04. Formulas¶
Structure¶
Formulas have the following attributes:
- Name: A unique human-readable name
- Description: A description of what the formula does
- Variables Accepted: This is the list of variables needed for a formula to work. Variables have the following attributes:
- Name: A unique name (within the formula)
- Description: A description of how the variable fits into the formula
- Type: The type of data accepted.
- Value: The value that this variable is set to.
- Data Editable?: Whether data in cells generated by this formula is editable.
- Data Type: The data type of the column that applying this formula will result in.
Finding Formulas¶
In order to make finding the right formula easier, we should categorize formulas by the type of variable they accept.

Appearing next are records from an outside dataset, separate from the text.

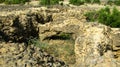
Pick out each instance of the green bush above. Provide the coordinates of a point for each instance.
(117, 2)
(77, 2)
(1, 1)
(15, 1)
(49, 2)
(105, 16)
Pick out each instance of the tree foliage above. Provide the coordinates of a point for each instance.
(49, 2)
(105, 16)
(13, 1)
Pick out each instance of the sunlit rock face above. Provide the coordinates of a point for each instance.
(96, 45)
(94, 48)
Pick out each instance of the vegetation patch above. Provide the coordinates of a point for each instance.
(49, 2)
(14, 1)
(107, 16)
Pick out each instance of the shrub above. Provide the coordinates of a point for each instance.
(15, 1)
(77, 2)
(105, 16)
(49, 2)
(117, 2)
(1, 1)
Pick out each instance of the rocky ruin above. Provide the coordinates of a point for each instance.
(95, 45)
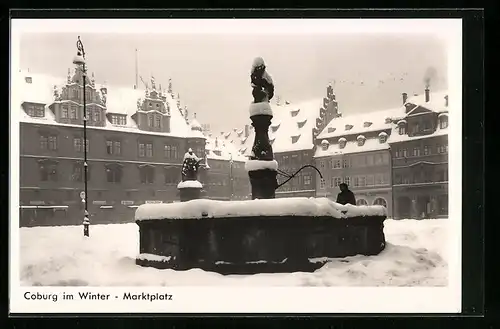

- For example, if the user is trying to add a formula to a
DATE
column, we would only show them the formulas that accept theDATE
data type. - When the user starts by adding a formula column, we should provide an interface that helps users find the formula they want easier. We could provide an autocomplete interface based on formula name, categorize formulas based on type, and/or consider other options.
See below for a very rough representation of the idea.
Editing Formula Data¶
When a query is turned into a View, we will allow users to edit data from the View in some cases. Each formula that is editable will define its own editing behavior, but here are some general guidelines:
- Formulas that transform the original data don’t result in editable data.
- e.g. if we apply a “Extract Year” formula to a
DATE
column to transform, say,2020-01-03
into2020
, then the2020
will not be editable. - e.g. if we apply a “Count” formula to count the number of genres a movie has, we will not be able to edit the count.
- e.g. if we apply a “Extract Year” formula to a
- Formulas that directly represent the original data may be editable.
- e.g. if we apply a “List” formula to list the genres related to a given movie, we can add and remove genres to that list, which will create/delete records in the appropriate underlying tables.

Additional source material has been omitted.